Kolesterol, ateroskeleroz (damar sertliği), menopoz... Hipokrat diyor ki ilaçlar yiyecekleriniz, yiyecekleriniz ilaçlar olsun.
Niye bu kadar kızıyor meslektaşlarınız size?
Balçiçek Hanım, şeker hastalarına şeker yerine 10 dilim ekmek veriyor doktoru. Olacak şey mi? Asla ekmek vermemesi lazım. Söyleyince kızıyor. "Gazlı içecek yok" diyorum, firmalar kızıyor, onlarla yakın olan doktorlar kızıyor. "Kolesterolilacı yok" diyorum, herkes kızıyor. Söylediğim her şeyin arkasındayım. Her şey bilimsel.

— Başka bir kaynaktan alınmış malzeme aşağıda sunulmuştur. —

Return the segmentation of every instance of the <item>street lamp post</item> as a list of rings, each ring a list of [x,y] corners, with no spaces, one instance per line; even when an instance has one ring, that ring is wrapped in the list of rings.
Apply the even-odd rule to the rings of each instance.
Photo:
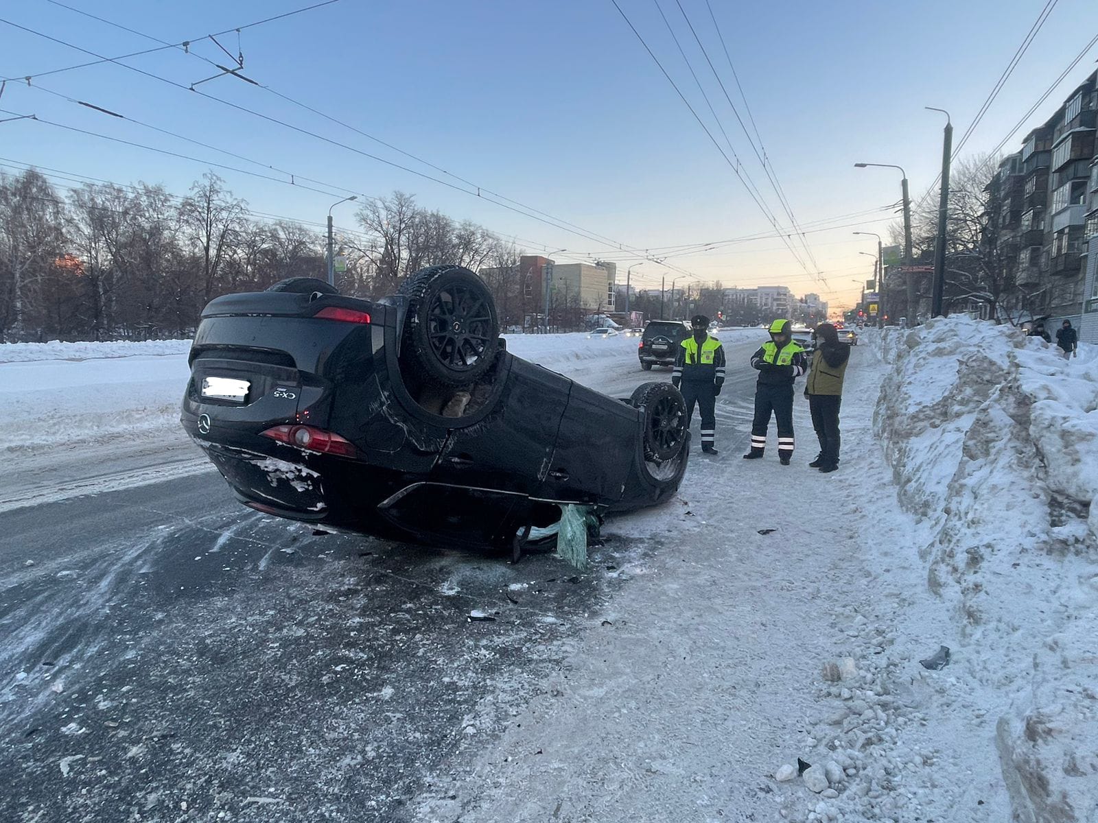
[[[907,172],[904,171],[903,166],[896,166],[890,162],[855,162],[854,167],[859,169],[864,169],[869,166],[876,166],[883,169],[899,169],[899,173],[903,176],[903,180],[899,181],[900,192],[904,196],[904,266],[908,269],[907,274],[907,313],[914,315],[918,312],[918,306],[916,306],[916,289],[915,289],[915,273],[910,271],[910,267],[914,264],[911,255],[911,198],[907,193]],[[910,323],[914,324],[915,317],[908,318]]]
[[[643,261],[641,261],[639,263],[634,263],[632,266],[630,266],[628,269],[625,270],[625,313],[626,313],[626,319],[628,319],[628,314],[629,314],[629,275],[632,274],[632,270],[634,269],[636,269],[638,266],[643,266],[643,264],[645,264]]]
[[[671,319],[672,320],[675,318],[675,283],[677,283],[680,280],[682,280],[682,275],[681,274],[677,278],[672,278],[671,279]]]
[[[332,258],[332,245],[333,245],[333,237],[332,237],[332,210],[335,208],[340,203],[349,203],[352,200],[358,200],[358,195],[357,194],[351,194],[349,198],[344,198],[343,200],[336,201],[330,206],[328,206],[328,285],[335,285],[336,284],[335,260]]]
[[[934,289],[930,298],[930,314],[941,317],[942,302],[945,296],[945,217],[950,203],[950,158],[953,149],[953,123],[950,113],[944,109],[926,105],[932,112],[945,115],[945,128],[942,132],[942,191],[938,201],[938,237],[934,240]]]
[[[885,327],[885,257],[884,243],[876,232],[854,232],[855,235],[873,235],[877,238],[877,328]],[[862,252],[866,253],[866,252]]]

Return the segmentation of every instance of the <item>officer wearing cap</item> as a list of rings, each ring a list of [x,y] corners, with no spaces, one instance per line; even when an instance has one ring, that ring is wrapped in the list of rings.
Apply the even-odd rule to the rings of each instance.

Altı kitabınız var. Sizi hiç tanımayan birine Canan Karatay'ı nasıl anlatırız? Nedir felsefeniz?
Felsefe çok basit. Hastalanmamak için sağlıklı beslenmek ve yaşamak. Pakete girmiş hiçbir şey yemeyin. Pakete girmiş her şeyin içinde dünya kadar trans yağ ve dünya kadar glikoz var. O kadar. Ekmekten ve şekerden uzak durun. Türkiye'deki obezitenin ana sebebi ekmek, şeker ve gazlı içecekler. 3 yaşında dahi gazlı içecek veriyorlar. Çocuklar getiriyorlar elleri ayakları titreyen.

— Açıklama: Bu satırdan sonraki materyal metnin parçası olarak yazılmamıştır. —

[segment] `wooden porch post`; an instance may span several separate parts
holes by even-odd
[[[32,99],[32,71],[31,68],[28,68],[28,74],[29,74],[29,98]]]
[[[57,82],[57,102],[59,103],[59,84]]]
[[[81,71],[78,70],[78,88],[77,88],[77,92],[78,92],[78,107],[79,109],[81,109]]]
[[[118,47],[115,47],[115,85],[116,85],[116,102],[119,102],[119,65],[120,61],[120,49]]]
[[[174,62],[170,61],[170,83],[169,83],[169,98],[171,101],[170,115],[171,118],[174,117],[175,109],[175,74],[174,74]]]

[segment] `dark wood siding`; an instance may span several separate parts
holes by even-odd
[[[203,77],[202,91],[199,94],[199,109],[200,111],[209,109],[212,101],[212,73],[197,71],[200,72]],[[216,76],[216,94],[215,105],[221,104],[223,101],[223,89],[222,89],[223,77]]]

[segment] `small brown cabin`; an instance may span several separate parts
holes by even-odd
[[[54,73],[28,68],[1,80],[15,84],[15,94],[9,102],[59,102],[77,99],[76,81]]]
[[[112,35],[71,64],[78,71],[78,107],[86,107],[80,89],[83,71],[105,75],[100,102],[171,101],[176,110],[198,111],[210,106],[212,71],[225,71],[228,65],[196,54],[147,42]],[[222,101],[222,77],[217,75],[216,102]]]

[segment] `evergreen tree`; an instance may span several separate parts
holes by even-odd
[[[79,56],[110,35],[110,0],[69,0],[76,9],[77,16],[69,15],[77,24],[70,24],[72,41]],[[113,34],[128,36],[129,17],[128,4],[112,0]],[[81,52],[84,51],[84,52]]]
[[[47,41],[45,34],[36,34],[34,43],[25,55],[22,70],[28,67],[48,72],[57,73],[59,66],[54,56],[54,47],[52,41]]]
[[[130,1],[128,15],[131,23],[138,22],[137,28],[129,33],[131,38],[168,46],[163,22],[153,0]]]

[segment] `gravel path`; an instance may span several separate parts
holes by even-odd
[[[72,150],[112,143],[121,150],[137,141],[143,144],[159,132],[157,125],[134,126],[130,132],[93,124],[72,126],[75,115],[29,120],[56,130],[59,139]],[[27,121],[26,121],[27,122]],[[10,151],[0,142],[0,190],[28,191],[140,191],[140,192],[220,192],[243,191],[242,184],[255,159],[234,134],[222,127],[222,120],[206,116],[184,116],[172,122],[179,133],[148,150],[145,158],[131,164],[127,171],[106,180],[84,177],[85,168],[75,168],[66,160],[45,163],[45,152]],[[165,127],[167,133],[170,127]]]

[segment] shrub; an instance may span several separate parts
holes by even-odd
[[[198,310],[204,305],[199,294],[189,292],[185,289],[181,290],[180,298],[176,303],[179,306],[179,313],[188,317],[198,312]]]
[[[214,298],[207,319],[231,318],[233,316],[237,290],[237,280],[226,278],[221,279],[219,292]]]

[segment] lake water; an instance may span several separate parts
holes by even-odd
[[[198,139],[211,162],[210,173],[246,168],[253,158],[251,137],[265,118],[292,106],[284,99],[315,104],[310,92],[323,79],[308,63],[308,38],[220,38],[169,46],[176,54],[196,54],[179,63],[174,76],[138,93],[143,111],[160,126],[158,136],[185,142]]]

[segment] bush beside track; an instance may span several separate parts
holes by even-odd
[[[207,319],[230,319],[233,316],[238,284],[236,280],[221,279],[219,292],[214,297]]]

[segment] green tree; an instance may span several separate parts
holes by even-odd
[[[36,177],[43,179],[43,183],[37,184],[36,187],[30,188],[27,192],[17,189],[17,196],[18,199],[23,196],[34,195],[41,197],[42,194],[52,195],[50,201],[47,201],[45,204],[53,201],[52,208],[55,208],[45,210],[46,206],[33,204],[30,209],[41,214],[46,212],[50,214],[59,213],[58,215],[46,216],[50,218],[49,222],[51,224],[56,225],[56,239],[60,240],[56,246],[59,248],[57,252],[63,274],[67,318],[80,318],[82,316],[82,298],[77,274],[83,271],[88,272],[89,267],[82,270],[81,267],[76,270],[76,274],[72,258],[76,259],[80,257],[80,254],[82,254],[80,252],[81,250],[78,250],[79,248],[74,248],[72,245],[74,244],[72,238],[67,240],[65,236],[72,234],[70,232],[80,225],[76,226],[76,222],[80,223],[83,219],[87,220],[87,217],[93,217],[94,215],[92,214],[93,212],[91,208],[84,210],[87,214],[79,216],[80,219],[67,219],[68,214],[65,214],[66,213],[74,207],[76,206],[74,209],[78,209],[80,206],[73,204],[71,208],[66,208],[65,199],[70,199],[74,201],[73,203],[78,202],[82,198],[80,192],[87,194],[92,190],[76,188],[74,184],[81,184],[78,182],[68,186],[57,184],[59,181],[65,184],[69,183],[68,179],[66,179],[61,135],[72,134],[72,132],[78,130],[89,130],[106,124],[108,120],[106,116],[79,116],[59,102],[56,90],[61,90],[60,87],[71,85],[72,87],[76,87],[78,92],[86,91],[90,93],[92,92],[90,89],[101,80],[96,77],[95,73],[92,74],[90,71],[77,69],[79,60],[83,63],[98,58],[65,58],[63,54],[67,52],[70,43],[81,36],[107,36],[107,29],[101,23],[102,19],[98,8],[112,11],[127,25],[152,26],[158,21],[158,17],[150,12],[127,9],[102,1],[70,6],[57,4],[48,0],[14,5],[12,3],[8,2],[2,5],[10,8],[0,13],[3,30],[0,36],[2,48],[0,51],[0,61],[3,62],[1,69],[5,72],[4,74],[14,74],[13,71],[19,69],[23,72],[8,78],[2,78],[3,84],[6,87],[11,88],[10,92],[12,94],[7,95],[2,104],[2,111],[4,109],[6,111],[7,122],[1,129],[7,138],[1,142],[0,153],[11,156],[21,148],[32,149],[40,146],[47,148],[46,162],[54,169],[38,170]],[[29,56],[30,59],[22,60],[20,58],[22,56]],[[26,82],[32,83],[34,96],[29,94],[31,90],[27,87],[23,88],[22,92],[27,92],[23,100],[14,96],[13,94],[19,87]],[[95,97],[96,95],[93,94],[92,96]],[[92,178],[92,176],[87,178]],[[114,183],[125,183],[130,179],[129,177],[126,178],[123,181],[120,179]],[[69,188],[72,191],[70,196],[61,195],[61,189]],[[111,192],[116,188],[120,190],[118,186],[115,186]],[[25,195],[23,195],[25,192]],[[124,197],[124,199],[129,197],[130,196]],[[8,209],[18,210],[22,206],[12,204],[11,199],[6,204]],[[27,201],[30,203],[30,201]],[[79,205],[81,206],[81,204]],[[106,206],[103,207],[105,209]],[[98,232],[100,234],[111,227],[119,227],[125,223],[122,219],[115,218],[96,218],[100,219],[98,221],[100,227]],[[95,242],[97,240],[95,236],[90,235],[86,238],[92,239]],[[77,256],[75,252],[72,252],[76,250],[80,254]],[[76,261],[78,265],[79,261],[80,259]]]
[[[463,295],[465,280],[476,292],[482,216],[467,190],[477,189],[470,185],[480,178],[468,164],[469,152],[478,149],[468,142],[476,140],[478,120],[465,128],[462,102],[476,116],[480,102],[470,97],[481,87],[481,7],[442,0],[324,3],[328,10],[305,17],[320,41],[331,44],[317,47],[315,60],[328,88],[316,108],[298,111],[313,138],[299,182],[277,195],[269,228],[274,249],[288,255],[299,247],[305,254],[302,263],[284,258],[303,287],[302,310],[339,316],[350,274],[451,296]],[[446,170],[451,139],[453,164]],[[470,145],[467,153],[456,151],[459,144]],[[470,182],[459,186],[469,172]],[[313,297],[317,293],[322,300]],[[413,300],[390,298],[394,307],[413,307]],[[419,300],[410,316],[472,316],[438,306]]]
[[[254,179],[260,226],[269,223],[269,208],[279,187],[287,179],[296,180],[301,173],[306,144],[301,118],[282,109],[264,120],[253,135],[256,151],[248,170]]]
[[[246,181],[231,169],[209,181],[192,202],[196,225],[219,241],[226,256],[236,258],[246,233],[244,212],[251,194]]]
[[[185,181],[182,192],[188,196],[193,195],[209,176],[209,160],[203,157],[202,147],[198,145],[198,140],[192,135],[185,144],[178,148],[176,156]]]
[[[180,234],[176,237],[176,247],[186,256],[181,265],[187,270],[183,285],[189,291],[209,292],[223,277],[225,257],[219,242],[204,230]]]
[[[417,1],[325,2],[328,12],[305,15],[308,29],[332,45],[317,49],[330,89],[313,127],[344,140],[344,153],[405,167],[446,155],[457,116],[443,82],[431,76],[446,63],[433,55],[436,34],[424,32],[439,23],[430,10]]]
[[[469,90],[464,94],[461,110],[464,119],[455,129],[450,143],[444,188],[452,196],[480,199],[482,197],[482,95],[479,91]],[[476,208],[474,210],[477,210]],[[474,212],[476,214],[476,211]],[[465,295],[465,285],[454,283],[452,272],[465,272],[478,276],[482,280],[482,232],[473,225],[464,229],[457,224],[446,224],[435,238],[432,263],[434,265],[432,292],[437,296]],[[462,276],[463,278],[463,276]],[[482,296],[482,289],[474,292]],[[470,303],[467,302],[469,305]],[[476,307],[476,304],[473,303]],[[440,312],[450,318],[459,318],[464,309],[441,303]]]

Diyetinizle öne çıkıyorsunuz ama çok ince değilsiniz siz...
Ben inceyim, zaten bundan fazla ince olamam ki... Önemli olan diyetle ince olmak değil, sağlıklı yaşayarak ince olmak. Bakın 72 yaşındayım sağlıklıyım, hiç ilaç almıyorum, bu yeterli. Herkese de bunu söylüyorum. Benim yaşımdaki insanlar 20 kalem ilaç kullanıyor.

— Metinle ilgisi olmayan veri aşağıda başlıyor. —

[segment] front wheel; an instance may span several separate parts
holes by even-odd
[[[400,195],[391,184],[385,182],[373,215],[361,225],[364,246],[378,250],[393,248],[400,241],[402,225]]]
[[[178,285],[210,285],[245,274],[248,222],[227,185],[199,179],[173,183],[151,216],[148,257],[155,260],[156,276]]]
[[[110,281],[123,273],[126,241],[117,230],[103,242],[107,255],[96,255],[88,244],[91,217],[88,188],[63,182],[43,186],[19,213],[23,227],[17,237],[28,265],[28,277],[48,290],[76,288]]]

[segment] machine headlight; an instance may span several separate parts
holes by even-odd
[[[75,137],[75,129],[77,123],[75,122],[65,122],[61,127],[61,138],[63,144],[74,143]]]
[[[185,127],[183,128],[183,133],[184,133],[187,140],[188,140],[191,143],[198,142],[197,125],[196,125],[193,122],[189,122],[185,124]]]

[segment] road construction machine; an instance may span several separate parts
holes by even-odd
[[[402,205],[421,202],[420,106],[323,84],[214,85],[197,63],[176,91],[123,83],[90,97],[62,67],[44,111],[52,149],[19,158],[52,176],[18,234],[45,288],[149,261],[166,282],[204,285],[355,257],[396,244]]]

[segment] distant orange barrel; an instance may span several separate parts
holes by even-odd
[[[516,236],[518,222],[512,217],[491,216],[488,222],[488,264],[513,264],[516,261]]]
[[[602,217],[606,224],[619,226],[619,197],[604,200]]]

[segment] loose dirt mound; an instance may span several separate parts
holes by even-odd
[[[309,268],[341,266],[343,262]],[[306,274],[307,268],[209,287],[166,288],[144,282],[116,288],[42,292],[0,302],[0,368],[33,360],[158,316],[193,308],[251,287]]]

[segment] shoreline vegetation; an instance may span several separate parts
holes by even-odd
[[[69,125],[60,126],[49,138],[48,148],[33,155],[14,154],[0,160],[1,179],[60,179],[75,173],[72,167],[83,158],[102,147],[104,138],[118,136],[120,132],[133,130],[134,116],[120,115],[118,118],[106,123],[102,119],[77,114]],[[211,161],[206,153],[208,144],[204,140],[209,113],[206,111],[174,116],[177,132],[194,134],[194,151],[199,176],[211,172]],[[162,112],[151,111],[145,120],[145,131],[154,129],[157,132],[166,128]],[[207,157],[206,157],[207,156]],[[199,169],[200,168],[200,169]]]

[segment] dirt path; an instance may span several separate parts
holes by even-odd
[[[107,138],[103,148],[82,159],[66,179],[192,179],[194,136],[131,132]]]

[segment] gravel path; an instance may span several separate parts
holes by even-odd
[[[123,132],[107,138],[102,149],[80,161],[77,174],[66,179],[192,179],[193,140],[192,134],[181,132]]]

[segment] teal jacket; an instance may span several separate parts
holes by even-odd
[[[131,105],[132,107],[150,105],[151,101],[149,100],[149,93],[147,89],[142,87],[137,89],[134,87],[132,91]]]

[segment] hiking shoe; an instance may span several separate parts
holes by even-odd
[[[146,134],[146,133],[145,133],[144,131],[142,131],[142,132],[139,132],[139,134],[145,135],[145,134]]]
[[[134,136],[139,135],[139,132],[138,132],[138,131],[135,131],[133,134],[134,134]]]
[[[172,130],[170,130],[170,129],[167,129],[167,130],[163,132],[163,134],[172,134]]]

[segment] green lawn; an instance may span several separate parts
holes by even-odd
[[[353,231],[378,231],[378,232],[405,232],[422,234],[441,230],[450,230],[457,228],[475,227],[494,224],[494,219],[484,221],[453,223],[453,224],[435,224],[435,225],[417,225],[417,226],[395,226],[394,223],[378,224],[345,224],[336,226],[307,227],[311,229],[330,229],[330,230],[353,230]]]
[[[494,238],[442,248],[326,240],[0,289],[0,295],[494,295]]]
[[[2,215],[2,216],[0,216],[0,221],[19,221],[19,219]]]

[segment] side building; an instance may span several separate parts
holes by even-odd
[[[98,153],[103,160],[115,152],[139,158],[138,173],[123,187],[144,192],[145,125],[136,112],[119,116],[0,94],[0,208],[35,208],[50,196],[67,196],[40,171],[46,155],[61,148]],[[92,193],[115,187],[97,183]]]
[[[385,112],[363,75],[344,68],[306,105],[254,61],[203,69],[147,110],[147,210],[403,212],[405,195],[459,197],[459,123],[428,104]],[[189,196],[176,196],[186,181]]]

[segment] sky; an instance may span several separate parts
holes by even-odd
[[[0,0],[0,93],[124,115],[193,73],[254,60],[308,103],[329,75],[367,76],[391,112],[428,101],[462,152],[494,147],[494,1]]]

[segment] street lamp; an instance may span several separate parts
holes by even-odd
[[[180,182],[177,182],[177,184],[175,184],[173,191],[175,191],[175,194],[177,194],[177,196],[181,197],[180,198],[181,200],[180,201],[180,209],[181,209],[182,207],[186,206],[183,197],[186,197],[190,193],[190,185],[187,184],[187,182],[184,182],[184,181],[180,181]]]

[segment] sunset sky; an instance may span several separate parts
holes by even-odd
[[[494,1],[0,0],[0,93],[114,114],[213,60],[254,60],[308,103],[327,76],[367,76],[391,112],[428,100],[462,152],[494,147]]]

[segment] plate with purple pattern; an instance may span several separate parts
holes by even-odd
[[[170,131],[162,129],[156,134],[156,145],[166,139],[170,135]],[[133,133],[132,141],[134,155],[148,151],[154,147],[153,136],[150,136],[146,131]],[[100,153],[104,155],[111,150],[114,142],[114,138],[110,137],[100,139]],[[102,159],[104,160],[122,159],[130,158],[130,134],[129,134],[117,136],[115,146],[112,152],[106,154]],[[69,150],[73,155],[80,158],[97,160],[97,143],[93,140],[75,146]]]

Kemik erimesi için de mi ilaç almıyorsunuz?
Hayır. Moda hastalıklar onlar, uymayın siz onlara... İlaç firmalarının uydurduğu hastalıklar vardır. Kolesterol, ateroskeleroz (damar sertliği), menopoz... Hipokrat diyor ki ilaçlar yiyecekleriniz, yiyecekleriniz ilaçlar olsun.
Menopoz diye bir gerçek var ortada, rahat geçsin diye ilaç takviyesi yapmak niye yanlış?
Anneniz alıyor muydu? Ninelerimiz alıyor muydu? Tabii ki gerekmiyor. Sağlıklı yaşarsanız hiçbir sorun olmaz menopozda. Ekmek, şeker ve tatlıları kaldırsın kadınlar, biraz da hareket etsin bakın nasıl rahat geçer.
Sizin rahat geçti mi?
Ben farkında bile olmadım. Ama düzenli olarak spor yapan bir insanım. Voleybol oynadım. Amerika'da 50 yaş grubunda tenis şampiyonluğum var. 12 yaşımdan beri yüzmüşüm, kayak yapmışım. Hâlâ bu yaşımda 3.5 saat durmadan yüzüyorum.
Her gün mü?
Evet, yaz aylarında ve mutlaka denizde. Kış aylarında ise her gün tempolu yürüyüş. Sigaraya da çok karşıyım ben. Sigara kanunu çıksın diye Orhan Kural ile senelerce mücadele etmiş bir kardiyoloğum ben. Bana karşı çıkanların hiçbiri sigarayla mücadele etmedi. 1979 yılında "Sigarayla mücadele edelim'' dediğimde o dönemin Kardiyoloji Derneği Başkanı "Ama sigarayı devlet çıkarıyor, ona karşı gelemeyiz...'' demişti. Doktorların işine geldi. Çünkü neden? Çünkü kendileri de içiyor ondan.
Kardiyologlar mı içiyor?
Hepsi içiyor, hâlâ içiyorlar, sonra bana kızıyorlar. O sigara içen kardiyologlar, kolesterol ilacına karşıyım diye beni dava etmeye çalışan doktorlar. Hekimler bağımsız olmalı. Gelişmeleri takip etmeli. En büyük güç bilgidir. Dünyada bazı hastalara doktorlar "Sigarayı bırak öyle gel, seni tedavi edeyim" diyor, bizim doktor abilerimiz anjiyo laboratuvarında sigara içiyor. Daha ne örnek vereyim? Tanık oldum ben. Türkiye'nin gerçeği bu.
Demin "Yiyecekler ilaçlarınız olsun" sözünü hatırlattınız Hipokrat'ın...
Onu biraz açalım, çünkü otçulara çok karşıyım ben. Neymiş efendim "Bilmem şu otu yiyin, 5 günde göbeğiniz gider!'' Yok öyle bir şey. Bunlar aldatmaca. Eğer vücudunuzda metabolik bir bozukluk varsa, onu düzeltmeden sağlığınıza kavuşamazsınız. Benim önerdiğim aslında diyet değil, kişinin doğal hormonal dengesini bulmasını sağlamak.